Die Sonnenallee ist eine der Hauptstraßen vom Berliner Stadtteil Neukölln. Dieser Bezirk ist geprägt durch seinen hohen Ausländer-Anteil bzw. Bewohner mit Migrationshintergrund. Neukölln hat durch seine Einwanderungsgeschichte eine eigene arabisch-türkische Infrastruktur aufgebaut, die sich durch Restaurants, Cafés, Kiosks, Friseurläden und Einzelhandel für den täglichen Bedarf auszeichnet. Die Sonnenallee ist Zentrum dieses Lebens und dieser Struktur, die im Gegensatz zu den Nebenstraßen noch nicht (deutlich) von der Gentrifizierung betroffen ist. Ich empfinde die Straße deswegen als besonders, da sie wie ein „Integrations-Beispiel“ fungiert und Konflikte sowie Lösungen direkt zu beobachten sind. Es scheint wie eine eigene kleine Welt, die ihr System gefunden hat und man nur an der nächsten Station einsteigen muss – freie Plätze gibt es, man muss sich nur das Ticket holen.
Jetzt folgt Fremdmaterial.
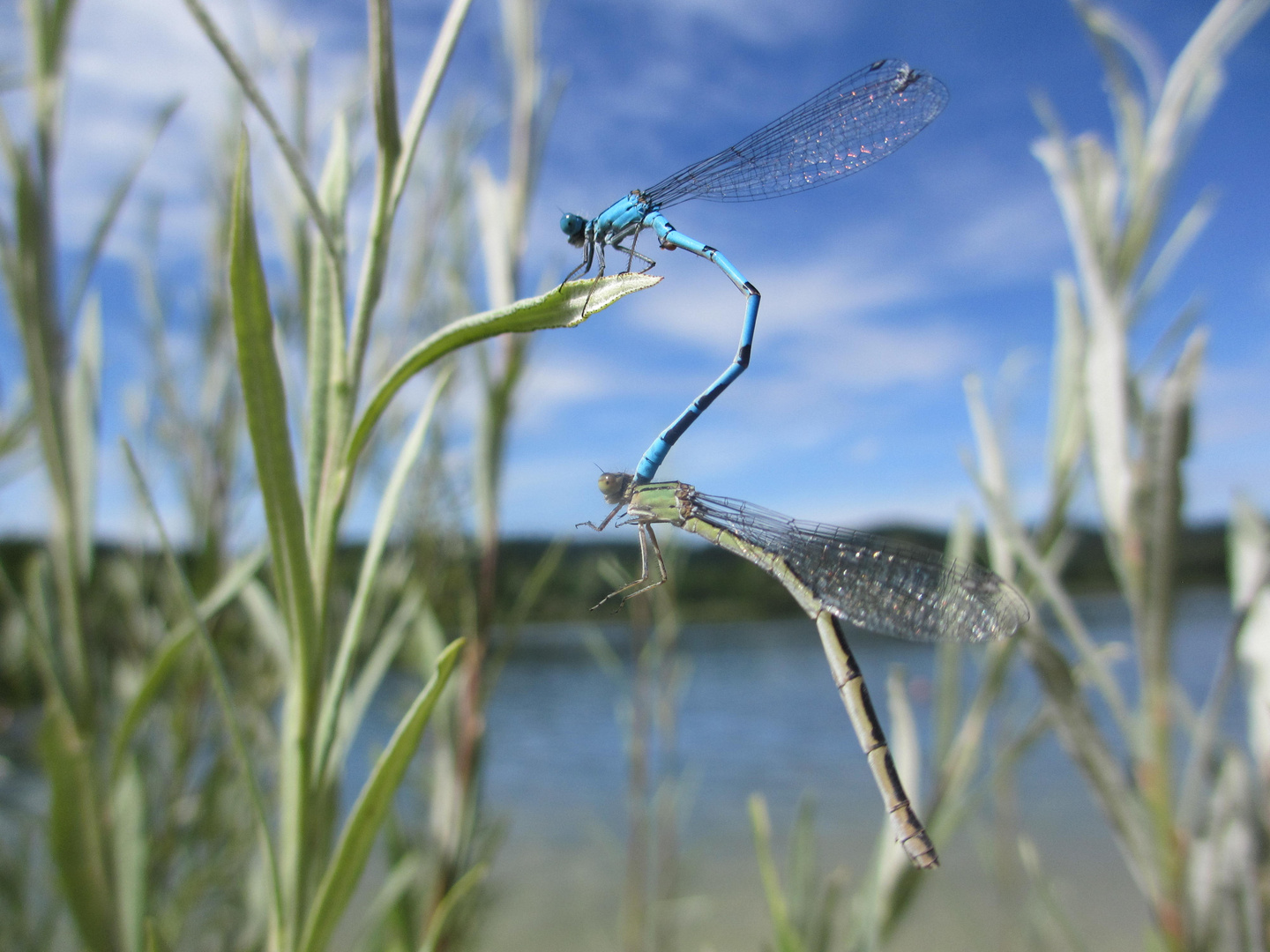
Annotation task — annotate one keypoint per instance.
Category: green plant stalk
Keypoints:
(265, 398)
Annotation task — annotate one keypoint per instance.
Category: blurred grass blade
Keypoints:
(268, 623)
(427, 93)
(75, 837)
(220, 683)
(1249, 553)
(358, 697)
(370, 571)
(907, 755)
(560, 308)
(83, 401)
(295, 161)
(75, 297)
(469, 881)
(362, 825)
(131, 852)
(265, 403)
(1067, 386)
(1250, 589)
(992, 473)
(787, 937)
(164, 659)
(387, 132)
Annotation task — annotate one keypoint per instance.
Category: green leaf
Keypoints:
(326, 314)
(370, 571)
(469, 881)
(372, 804)
(265, 403)
(75, 829)
(565, 306)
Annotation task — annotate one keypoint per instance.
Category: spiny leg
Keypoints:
(632, 254)
(644, 531)
(661, 564)
(608, 519)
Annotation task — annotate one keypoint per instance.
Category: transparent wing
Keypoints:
(879, 584)
(854, 123)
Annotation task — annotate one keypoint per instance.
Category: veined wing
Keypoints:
(854, 123)
(879, 584)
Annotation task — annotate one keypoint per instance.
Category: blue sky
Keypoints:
(879, 294)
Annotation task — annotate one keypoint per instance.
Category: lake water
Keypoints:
(758, 714)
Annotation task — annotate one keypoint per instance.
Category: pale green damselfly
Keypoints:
(836, 576)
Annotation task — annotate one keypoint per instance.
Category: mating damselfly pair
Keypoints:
(836, 576)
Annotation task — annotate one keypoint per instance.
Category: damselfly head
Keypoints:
(615, 487)
(574, 227)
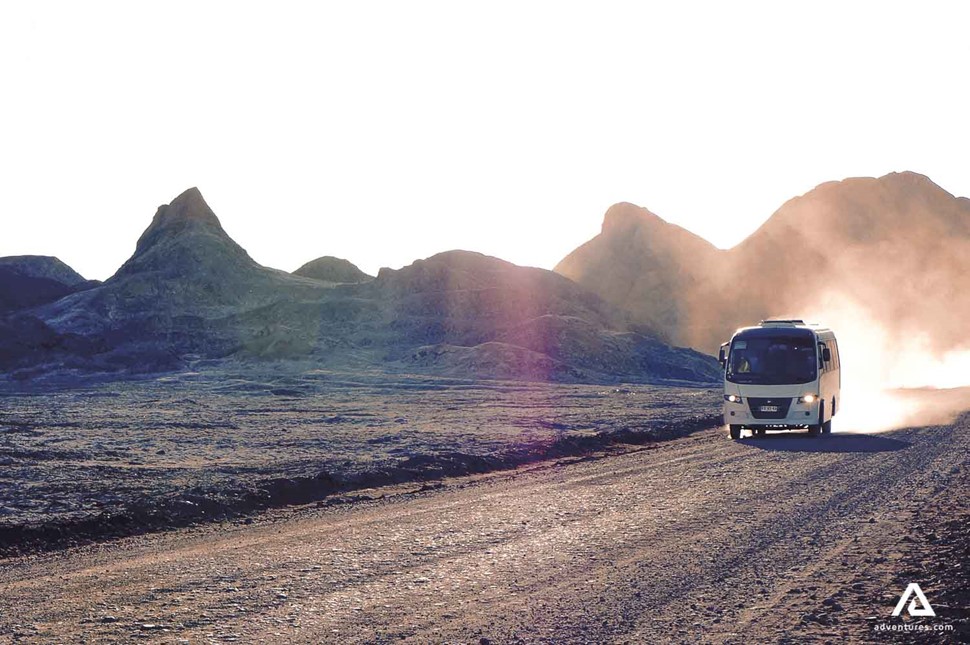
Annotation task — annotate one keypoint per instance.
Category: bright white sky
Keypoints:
(384, 132)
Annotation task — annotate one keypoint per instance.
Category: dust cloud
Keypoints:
(891, 379)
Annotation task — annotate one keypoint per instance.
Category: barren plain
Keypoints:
(124, 457)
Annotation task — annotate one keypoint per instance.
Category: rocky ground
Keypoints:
(697, 539)
(124, 457)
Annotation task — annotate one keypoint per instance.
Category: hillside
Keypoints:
(894, 249)
(190, 293)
Was war dir wichtig, worum ging es dir dabei?
Mir war es wichtig, genau dieses beschriebene „Zentrum der Infrastruktur" darzustellen. Bei meiner Arbeit war es mir wichtig, nicht zu sehr in Stereotypen zu denken, keinen Klischees zu verfallen, aber auch keinen zu „erzwungen anderen Blick“ aufzuerlegen. Das war ein Konflikt, der mich durchgehend während meiner Arbeit begleitet hat. Der Konflikt war aber auch wichtig, um jeden Tag mit neuem Blick durch die Straße zu gehen und neue Dinge zu entdecken oder schon gesehene Dinge anders zu betrachten. Der gleiche Prozess lief auch beim Durchgucken der Bilder immer wieder ab. Ich habe die Straße während der Entstehungszeit (das waren so circa 2-3 Wochen) immer wieder neu entdeckt, neu kennengelernt.
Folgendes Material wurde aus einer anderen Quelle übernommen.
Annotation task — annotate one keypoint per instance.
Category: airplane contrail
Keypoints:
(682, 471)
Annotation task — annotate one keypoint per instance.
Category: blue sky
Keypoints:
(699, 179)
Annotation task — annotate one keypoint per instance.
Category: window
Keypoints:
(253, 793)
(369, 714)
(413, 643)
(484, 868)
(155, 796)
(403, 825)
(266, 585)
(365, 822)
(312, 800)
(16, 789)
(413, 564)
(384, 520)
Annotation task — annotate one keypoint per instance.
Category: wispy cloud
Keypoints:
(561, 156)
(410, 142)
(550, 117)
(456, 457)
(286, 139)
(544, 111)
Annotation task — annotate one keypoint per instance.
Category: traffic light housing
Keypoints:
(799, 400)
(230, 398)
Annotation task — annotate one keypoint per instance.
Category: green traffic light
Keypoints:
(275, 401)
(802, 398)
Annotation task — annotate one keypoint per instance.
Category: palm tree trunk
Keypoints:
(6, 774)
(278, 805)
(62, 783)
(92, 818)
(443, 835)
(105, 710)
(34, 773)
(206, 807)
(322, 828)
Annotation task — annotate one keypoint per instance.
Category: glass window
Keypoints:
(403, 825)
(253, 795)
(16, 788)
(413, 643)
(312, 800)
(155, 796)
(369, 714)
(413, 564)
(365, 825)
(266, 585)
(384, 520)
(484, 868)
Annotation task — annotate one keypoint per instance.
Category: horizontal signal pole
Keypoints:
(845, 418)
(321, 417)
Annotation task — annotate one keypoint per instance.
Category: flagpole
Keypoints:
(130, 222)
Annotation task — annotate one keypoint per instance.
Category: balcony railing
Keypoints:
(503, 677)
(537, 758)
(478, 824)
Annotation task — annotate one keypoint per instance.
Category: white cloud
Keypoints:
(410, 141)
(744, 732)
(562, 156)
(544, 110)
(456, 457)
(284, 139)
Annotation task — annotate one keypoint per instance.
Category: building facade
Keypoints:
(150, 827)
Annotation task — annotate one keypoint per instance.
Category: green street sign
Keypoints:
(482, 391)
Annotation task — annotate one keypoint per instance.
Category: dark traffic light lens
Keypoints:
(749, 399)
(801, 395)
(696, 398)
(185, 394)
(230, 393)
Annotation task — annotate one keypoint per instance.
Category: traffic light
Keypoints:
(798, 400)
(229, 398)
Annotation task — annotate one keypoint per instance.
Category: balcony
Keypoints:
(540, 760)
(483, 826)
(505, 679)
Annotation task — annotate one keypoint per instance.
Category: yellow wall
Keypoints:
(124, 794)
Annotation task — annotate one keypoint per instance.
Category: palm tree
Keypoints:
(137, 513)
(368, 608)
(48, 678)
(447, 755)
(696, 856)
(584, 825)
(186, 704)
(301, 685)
Was hat dich zu den Gegenüberstellungen bewogen?
Neukölln gehört zu einem der dicht besiedelten Stadtteile Berlins. Die Sonnenallee als Zentrum des Bezirks ist bunt, belebt, laut, dynamisch, immer aktiv, immer da. Die Sonnenallee schläft nie. Diese Gegend ist Inbegriff des Multi-Kulti, zumindest, wenn man es so beschreiben will: „Da geht Multi-Kulti auf“. Ich wollte die Leute und vor allem die Läden/Ladenbesitzer kennenlernen, die dieser Straße ihr Gesicht geben. Die Sonnenallee ist gekennzeichnet durch ein bestimmtes Schema, welches sich durch wiederholende Läden kennzeichnet: Friseure, Restaurants, Cafés, Kioske und kleiner Einzelhandel. Dazwischen befinden sich lauter kleine Abstecher, die in ihrer Erscheinung skurriler, absurder oder völlig unpassend platzierter nicht sein können. Sie ergeben alle ein weiteres Puzzleteil zu dem irgendwie doch wieder zusammenpassenden Gesamtbild. Das Gesamtbild ist jedoch gekennzeichnet durch in sich starke Kontraste. Diese äußerst unterschiedlichen, in ihrer Visualität sowie in ihrer Funktion völlig unterschiedlichen Läden, waren für mich ein wichtiger Punkt, der mich zu der Gegenüberstellung von Einzelbildern bewogen hat. Damit wollte ich die Diversität und die Kontraste innerhalb einer Straße verdeutlichen.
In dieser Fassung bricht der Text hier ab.